Jasper, meanwhile, had never consciously been flirted with, mostly because he’d just been kind of oblivious up to that point, but something about Gretchen just sort of tugging down her shirt to show just the barest edge of bra, the faintest hint of nipple, got him thinking “Oh my God she wants me this is not a drill!”

Do I have to describe the whole thing? Every touch? Every word? Every base? Do I have to? Isn’t it enough to say Gretchen Forbes, in an act of desperation and low self-esteem, found herself the most potent loser she could stand and did something she regretted for the rest of her life? Because yes, she was a virgin, and yes, she was fourteen and a freshman in high school and she had to live with the knowledge for the rest of her life that she was the kind of girl who had sex at fourteen and then didn’t again for like, what, eight years? Until she was almost out of college? Because of how ashamed she was.

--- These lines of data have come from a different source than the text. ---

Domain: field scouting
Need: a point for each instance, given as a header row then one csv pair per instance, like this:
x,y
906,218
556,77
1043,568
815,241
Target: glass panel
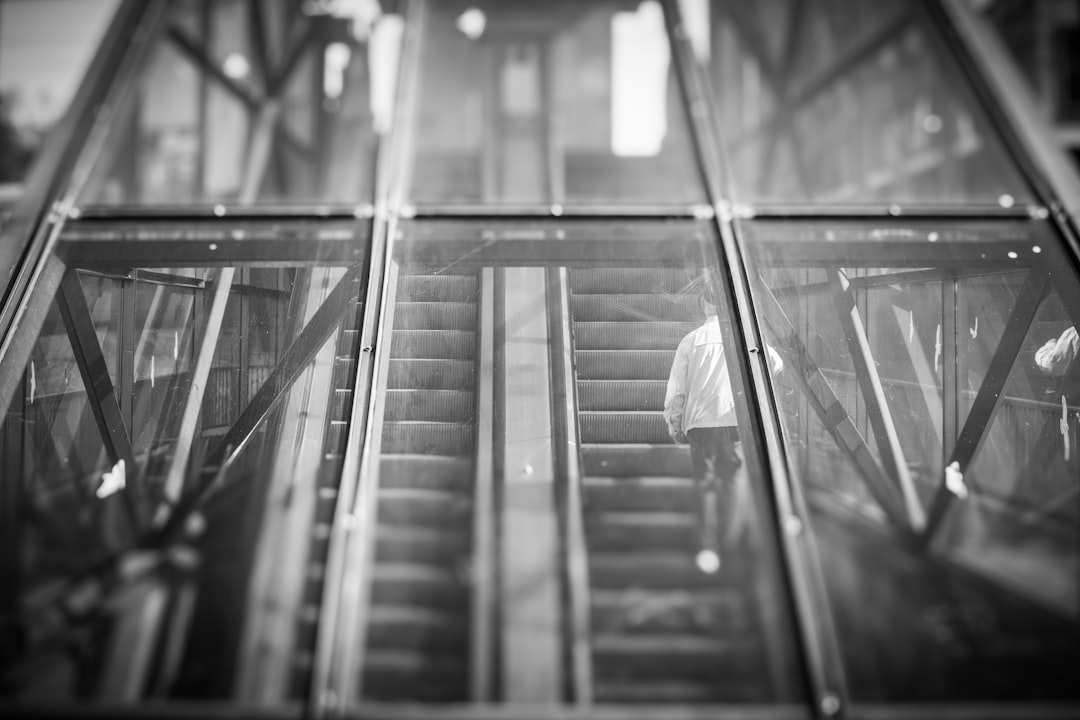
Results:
x,y
41,63
254,103
927,419
526,464
172,456
532,103
847,102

Then again, at least she didn’t get pregnant.

And at least she didn’t have to watch that happen to her brother.

For a week, I couldn’t even look at him. For a month, I glared. I knew he knew I knew, but he didn’t know how I knew, so he ascribed it to magical powers. I laughed and laughed, until I remembered what it was that I knew and was laughing about.

Declan, meanwhile, pretended not to seethe in jealousy of his friend’s experience as he admired their one lone female band-mate from afar.